- Born: October 2, 1989 (age 36) Turkey
- Nationality: Turkish
- Height: 1.84 m (6 ft 1⁄2 in)
- Weight: 105 kg (231 lb; 16 st 7 lb)
- Division: Heavyweight
- Style: Kickboxing
- Stance: Orthodox
- Fighting out of: Paris, France
- Team: Team NAS-R K.
- Trainer: Nasser Kacem
- Years active: 2006 - 2018

Kickboxing record
- Total: 38
- Wins: 23
- By knockout: 5
- Losses: 14
- Draws: 1

= Yüksel Ayaydın =

Turkish kickboxer

Yüksel Ayaydın is a Turkish retired kickboxer who professionally competed from 2006 until 2018. He is the former WFC European Heavyweight Muaythai Champion, as well as the former WMC World Heavyweight Champion.

==Kickboxing career==
Yuksel Ayaydin made his professional debut in 2006, during La Grande Sfida sui 4 Angoli, when he faced Tihamer Brunner. He would lose a unanimous decision. He would lose his next bout against Konstantin Gluhov as well.
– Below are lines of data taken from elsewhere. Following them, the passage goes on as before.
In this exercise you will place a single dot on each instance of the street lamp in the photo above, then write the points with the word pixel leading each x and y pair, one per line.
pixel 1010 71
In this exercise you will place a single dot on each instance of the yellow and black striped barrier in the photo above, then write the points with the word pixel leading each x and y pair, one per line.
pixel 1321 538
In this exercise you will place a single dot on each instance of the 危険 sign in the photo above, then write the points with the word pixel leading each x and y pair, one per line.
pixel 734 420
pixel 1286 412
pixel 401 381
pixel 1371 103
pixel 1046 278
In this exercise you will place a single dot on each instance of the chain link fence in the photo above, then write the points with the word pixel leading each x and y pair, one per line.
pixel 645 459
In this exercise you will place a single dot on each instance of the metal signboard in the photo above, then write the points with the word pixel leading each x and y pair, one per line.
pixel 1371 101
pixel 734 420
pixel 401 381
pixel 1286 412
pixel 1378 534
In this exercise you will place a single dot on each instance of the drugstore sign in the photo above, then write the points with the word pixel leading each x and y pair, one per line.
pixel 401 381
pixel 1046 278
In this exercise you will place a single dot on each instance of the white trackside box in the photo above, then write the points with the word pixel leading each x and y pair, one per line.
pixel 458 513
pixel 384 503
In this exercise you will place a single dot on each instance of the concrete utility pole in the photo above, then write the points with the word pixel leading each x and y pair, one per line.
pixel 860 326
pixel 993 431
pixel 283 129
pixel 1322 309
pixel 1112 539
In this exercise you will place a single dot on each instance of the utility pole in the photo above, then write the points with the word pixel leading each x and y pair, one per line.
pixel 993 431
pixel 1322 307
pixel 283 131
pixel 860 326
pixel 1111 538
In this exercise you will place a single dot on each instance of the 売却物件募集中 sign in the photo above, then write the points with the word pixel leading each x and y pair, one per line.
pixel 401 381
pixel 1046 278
Following his two debut losses, Ayaydin bounced back with a three fight winning streak, most notably defeating Pierre Celestin Yana. This would be followed by a three fight losing streak.

Ayaydin then amassed a five fight unbeaten streak, with notable wins over Lucian Danilencu and Abdarhmane Coulibaly, which earned him the chance to fight for the FFMDA Heavyweight title. Entering the tournament he won a unanimous decision against Frederic Heine in the semi-finals, as well as a unanimous decision over Daniel Lentie to clinch the championship.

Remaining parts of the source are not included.